I would like to fit a random effects model in R using the negative binomial distribution and reporting robust standard errors.

I was going to try using the sandwich package to compute the robust standard errors from the fitted model object:

lmtest::coeftest(my_me_model, vcov = sandwich::vcovHC(my_me_model, type = "HC0"))

lme4::glmer.nb() allows me to fit a mixed effects model however I am unable to calculate robust standard errors, it looks like the model returned by lme4::glmer.nb() is an s4 class.

lmtest::coeftest(my_me_model, vcov = sandwich::vcovHC(my_me_model, type = "HC0"))
Error in UseMethod("estfun") : 
  no applicable method for 'estfun' applied to an object of class "c('glmerMod', 'merMod')"

robustlmm package function rlmer() allows me to calculate robust standard errors "huberization of likelihood and DAS-Scale estimation" however I cannot see a way to use the negative binomial with this package.

ptmixed package allows me to fit a mixed effects negative binomial I but cannot see a way to compute robust standard errors. So the reverse issue I encountered with robustlmm.

I also came across glmTMB package which also allows me to fit a negative bionomial mixed effects model, but where I am also unable to use e.g. sandwich to compute robust standard errors.

How can I fit a mixed effects negative binomial regression and then compute robust standard errors (Huber-white)?

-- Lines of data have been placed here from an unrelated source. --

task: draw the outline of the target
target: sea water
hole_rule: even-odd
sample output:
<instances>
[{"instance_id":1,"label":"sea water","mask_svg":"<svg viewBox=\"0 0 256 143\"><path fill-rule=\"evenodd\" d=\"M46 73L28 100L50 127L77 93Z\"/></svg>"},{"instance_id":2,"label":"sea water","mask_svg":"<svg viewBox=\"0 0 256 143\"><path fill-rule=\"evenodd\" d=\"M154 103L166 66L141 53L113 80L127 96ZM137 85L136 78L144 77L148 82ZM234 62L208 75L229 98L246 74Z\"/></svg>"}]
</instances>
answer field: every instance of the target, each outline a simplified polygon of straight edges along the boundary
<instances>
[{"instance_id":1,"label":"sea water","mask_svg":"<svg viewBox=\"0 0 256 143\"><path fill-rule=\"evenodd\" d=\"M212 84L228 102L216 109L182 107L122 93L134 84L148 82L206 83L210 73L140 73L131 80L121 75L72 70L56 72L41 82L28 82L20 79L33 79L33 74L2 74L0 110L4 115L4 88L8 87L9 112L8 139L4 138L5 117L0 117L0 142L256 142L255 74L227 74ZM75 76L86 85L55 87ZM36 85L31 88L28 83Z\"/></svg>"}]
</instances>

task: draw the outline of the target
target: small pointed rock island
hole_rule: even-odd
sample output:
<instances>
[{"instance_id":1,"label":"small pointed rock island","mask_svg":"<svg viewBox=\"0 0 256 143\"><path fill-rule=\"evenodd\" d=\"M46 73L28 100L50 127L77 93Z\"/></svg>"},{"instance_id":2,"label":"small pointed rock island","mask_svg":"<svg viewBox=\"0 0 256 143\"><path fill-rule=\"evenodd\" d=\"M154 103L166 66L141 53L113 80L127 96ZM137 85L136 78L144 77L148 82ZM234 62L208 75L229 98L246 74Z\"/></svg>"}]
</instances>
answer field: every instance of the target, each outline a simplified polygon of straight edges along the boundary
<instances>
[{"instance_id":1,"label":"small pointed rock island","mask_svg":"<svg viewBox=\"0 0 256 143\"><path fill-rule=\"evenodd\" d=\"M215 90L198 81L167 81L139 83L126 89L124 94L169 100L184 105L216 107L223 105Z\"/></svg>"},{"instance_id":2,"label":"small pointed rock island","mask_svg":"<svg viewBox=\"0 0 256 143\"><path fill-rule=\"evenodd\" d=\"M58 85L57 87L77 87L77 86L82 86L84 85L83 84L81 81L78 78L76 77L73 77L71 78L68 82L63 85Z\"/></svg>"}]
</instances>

  • $\begingroup$ Your request is exceedingly specialized and I am not sure it has ever been implemented in publicly available software. Standard errors are not very precise and/or meaningful for negative binomial regression at the best of times, even more so for mixed models, and even more so if you want a robust estimate. It there a reason why you think this is (a) a good approach and (b) should be readily available in publicly available software? $\endgroup$ Aug 21, 2020 at 6:38
  • $\begingroup$ Have Huber-White robust standard errors ever been defined for a non-normal count-based model? $\endgroup$ Aug 22, 2020 at 0:44

1 Answer 1


Sandwich covariances are available for a wide range of standard maximum likelihood models in sandwich (including the output from glm(), glm.nb(), zeroinfl(), and hurdle()). However, for mixed-effects models this is less straightforward but there is the relatively recent work in merDeriv:

Wang T, Merkle EC (2018). "merDeriv: Derivative Computations for Linear Mixed Effects Models with Application to Robust Standard Errors." Journal of Statistical Software, Code Snippets, 87(1), 1–16. doi:10.18637/jss.v087.c01.

They include the necessary methods for plugging the output from lmer() and glmer() into the sandwich() function and also provide a vcov() method for these objects. However, vcovHC() is not applicable but sandwich() essentially corresponds to HC0 anyway.

As for objects fitted by glmer.nb(): The vcov() method in merDeriv works for these objects but sandwich() does not. I would recommend to get in touch with the merDeriv authors and ask them whether it would be possible to support glmer.nb() as well.